In RGF (Fig. 7) the smoothing of large scale edge curvature increases with increasing σ_{s}. This effect can for instance clearly be seen in the first column of Fig. 7 (for σ_{r} = 0.05) where the curves in the roof of the temple just above the pillars are still visible for σ_{s} = 3, reduced for σ_{s} = 6 and removed for σ_{s} = 9.
In SiRmed (Fig. 8) the reduction of local image contrast increases with increasing σ_{s}. This effect can for instance clearly be seen in the first column of Fig. 8 (for σ_{r} = 0.05) where the contrast in the background vegetation around the temple is still visible for σ_{s} = 3, reduced for σ_{s} = 6 and almost removed for σ_{s} = 9.
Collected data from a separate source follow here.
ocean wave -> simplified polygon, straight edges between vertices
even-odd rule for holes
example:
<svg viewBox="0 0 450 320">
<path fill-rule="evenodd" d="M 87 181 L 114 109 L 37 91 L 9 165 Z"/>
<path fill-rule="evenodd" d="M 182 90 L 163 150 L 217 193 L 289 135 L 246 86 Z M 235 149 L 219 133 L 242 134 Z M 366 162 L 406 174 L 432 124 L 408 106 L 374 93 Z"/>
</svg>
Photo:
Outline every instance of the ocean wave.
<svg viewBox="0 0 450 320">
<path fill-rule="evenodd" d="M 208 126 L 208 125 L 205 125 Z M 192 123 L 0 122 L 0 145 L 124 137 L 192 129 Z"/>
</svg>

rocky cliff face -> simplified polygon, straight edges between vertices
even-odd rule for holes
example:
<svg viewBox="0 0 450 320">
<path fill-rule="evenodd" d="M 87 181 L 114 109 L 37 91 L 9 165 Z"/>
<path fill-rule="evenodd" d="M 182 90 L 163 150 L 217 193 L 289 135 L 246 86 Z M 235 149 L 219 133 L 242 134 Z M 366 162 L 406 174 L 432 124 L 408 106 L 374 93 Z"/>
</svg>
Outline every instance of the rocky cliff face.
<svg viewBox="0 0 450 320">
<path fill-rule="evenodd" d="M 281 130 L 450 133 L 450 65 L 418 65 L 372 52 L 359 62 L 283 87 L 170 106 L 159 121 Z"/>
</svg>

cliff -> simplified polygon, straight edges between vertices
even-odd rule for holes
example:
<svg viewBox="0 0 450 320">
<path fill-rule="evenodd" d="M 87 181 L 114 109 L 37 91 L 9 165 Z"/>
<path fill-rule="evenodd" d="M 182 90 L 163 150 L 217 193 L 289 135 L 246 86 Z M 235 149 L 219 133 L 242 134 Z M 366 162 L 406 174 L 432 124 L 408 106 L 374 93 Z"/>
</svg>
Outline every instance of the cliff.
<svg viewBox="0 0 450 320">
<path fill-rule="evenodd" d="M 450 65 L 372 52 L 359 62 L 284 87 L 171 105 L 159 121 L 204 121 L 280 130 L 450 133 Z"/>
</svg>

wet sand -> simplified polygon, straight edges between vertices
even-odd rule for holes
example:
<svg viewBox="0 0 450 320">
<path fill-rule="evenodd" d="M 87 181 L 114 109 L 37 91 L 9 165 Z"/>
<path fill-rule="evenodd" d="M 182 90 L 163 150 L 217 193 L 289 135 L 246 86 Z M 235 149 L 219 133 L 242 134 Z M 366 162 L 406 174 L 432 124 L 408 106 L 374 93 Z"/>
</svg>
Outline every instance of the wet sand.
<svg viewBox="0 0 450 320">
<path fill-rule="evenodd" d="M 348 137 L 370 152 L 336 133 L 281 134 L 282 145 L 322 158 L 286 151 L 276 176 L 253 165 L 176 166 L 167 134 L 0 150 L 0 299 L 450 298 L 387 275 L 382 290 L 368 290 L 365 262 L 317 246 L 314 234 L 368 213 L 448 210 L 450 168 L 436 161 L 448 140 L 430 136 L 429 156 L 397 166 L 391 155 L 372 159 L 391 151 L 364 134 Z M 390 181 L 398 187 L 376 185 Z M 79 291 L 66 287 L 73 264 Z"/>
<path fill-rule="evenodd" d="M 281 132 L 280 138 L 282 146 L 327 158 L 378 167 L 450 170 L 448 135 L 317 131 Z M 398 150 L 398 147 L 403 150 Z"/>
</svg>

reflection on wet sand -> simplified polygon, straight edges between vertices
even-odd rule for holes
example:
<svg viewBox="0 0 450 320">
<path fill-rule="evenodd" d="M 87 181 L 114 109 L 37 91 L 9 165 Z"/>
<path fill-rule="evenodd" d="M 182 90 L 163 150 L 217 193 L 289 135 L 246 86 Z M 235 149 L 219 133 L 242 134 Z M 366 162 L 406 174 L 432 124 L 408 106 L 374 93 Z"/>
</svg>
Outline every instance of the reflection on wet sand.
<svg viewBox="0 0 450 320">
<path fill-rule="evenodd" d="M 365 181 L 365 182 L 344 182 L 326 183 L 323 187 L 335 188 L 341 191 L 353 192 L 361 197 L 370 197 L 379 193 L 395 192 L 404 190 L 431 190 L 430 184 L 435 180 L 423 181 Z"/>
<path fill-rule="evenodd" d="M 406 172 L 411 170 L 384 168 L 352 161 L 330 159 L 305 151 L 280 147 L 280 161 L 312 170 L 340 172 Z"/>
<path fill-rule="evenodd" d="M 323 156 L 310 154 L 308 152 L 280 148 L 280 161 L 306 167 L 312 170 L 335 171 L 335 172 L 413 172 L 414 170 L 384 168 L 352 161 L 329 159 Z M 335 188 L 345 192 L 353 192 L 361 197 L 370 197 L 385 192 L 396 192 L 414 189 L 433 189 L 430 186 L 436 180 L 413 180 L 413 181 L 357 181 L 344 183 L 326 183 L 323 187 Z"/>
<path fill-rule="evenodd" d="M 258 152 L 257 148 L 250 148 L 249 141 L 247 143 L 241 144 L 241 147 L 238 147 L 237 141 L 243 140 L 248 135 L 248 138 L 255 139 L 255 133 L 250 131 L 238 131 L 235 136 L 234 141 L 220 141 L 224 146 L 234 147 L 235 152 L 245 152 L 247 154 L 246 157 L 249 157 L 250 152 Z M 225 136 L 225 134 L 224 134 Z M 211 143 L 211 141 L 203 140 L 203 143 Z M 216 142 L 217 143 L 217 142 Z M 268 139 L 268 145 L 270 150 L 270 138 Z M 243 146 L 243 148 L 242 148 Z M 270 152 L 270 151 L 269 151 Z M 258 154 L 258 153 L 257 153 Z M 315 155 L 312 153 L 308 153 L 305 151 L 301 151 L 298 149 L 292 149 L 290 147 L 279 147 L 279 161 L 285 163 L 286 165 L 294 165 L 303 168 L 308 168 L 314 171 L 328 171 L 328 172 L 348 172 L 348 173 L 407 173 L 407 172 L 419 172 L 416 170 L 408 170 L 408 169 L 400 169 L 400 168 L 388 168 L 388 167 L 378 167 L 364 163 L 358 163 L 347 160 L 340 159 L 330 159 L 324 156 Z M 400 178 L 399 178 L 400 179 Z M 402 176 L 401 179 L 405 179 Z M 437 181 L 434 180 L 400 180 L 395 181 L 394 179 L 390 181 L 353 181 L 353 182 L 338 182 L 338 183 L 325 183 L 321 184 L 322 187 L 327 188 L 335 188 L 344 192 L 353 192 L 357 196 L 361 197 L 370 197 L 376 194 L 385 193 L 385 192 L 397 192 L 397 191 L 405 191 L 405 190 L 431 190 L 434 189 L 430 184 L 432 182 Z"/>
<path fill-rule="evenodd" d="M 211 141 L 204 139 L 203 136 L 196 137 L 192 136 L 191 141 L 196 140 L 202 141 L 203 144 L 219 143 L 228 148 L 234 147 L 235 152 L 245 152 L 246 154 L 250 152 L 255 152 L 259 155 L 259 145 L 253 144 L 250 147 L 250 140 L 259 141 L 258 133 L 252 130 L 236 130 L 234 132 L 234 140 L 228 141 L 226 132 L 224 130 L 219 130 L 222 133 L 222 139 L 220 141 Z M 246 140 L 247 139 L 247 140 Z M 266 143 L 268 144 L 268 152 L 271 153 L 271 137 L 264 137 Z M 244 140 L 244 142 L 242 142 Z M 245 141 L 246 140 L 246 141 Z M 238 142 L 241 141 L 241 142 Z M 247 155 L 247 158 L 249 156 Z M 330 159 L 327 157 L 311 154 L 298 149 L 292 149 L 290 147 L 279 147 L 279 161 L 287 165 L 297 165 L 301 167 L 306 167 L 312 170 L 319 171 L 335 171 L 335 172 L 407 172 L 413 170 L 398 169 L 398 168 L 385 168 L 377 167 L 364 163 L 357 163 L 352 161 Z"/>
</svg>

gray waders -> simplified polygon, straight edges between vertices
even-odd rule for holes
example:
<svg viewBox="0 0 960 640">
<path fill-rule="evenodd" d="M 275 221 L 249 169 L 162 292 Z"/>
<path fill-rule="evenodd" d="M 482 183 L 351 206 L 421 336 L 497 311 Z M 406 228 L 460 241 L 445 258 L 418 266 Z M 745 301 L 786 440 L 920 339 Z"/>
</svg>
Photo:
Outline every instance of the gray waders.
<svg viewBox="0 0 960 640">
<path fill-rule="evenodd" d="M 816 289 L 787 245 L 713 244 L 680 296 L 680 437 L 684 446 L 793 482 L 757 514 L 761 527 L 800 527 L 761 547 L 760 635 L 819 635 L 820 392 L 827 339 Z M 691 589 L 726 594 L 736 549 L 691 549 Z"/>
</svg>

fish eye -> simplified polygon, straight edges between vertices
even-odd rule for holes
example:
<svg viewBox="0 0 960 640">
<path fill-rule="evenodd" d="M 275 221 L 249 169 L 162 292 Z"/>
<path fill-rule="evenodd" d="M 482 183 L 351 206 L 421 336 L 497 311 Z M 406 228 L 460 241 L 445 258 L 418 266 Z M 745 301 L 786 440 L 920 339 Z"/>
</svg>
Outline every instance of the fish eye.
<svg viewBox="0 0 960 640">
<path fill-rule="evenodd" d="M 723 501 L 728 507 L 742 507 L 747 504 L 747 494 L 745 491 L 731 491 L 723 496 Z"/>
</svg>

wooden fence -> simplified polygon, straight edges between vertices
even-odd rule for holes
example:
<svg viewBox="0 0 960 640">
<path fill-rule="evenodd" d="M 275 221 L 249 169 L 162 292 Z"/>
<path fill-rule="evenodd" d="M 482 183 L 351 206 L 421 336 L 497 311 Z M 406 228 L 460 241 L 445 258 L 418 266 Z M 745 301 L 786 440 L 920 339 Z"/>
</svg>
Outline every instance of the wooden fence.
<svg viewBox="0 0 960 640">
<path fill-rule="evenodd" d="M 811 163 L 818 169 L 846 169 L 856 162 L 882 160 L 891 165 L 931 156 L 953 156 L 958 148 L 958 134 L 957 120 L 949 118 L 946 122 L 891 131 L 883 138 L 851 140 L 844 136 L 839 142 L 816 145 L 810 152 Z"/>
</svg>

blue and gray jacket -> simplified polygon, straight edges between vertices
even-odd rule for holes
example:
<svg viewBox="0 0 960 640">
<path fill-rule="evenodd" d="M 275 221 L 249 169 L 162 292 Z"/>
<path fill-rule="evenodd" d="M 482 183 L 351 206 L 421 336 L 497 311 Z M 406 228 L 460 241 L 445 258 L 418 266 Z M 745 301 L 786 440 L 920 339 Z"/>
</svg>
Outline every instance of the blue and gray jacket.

Figure 9 shows the effects of different parameter settings on the performance of the proposed AGF framework. In contrast to RGF, AGF preserves large scale edge curvature, as can be seen in the first column of Fig. 9 (for σ_{r} = 0.05). Notice that the curves in the roof of the temple just above the pillars remain unaffected, even for the largest size of the spatial kernel (σ_{s} = 9). In contrast to SiRmed, AGF also preserves local image intensity (contrast).
Runtime evaluation
In this study we used a Matlab implementation of the RGF written by Zhang et al. (2014) that is freely available from the authors (at http://www.cs.cuhk.edu.hk/ leojia/projects/rollguidance). The JBF, which is part of this code, is also used here to implement both the SiR filter (see `Bilateral filter') and the AGF filter (see `Alternating Guided Filter'). We made no effort to optimize the code of the algorithms. We conducted a runtime test on a Dell Latitude laptop with an Intel i5 2 GHz CPU and 8 GB memory. The algorithms were implemented in Matlab 2016a. Only a single thread was used without involving any SIMD instructions. For this test we used a set of 22 natural RGB images (also provided in the Supplemental Information with this paper). The spatial and range kernels used in the bilateral filters for this test were fixed at respectively ${\sigma}_{\mathrm{spatial}}=5$ and ${\sigma}_{\mathrm{range}}=0.05$, and the number of iterations was set to 5. The mean runtimes for AGF, RGF, SiR and SiRmed were respectively 3.80 ± 0.27, 1.64 ± 0.12, 1.80 ± 0.14 and 2.17 ± 0.16 s. This shows that the mean runtime of AGF is about equal to the sum of the runtimes of RGF and SiRmed. This result is as expected, since the steps involved in AGF are a combination of the steps involved in both RGF and SiRmed.
Conclusions
In this paper we presented the new edge-preserving Alternating Guided Filter (AGF) smoothing filter that eliminates small scale image details while preserving both the articulation and curvature of large scale edges and local mean image intensity. The AGF framework integrates the recently introduced RGF and (a slightly adapted version of) SiR filters in an alternating iterative scheme. AGF combines the large scale edge and local intensity preserving image smoothing properties of the RGF with the large scale edge restoring properties of the SiR. However, it does not suffer from the drawbacks of both of its components: the curvature smoothing of large scale edges by RGF and the local intensity reduction and restoration of small scale details near large scale edges by SiR. The AGF is simple to implement and efficient. Application to a wide range of images has shown that AGF consistently produces high-quality results. Possible applications areas for AGF are for instance detail enhancement, denoising, edge extraction, JPEG artifact removal, multi-scale structure decomposition, saliency detection etc. (see e.g., He, Sun & Tang, 2013; Kniefacz & Kropatsch, 2015; Zhang et al., 2014).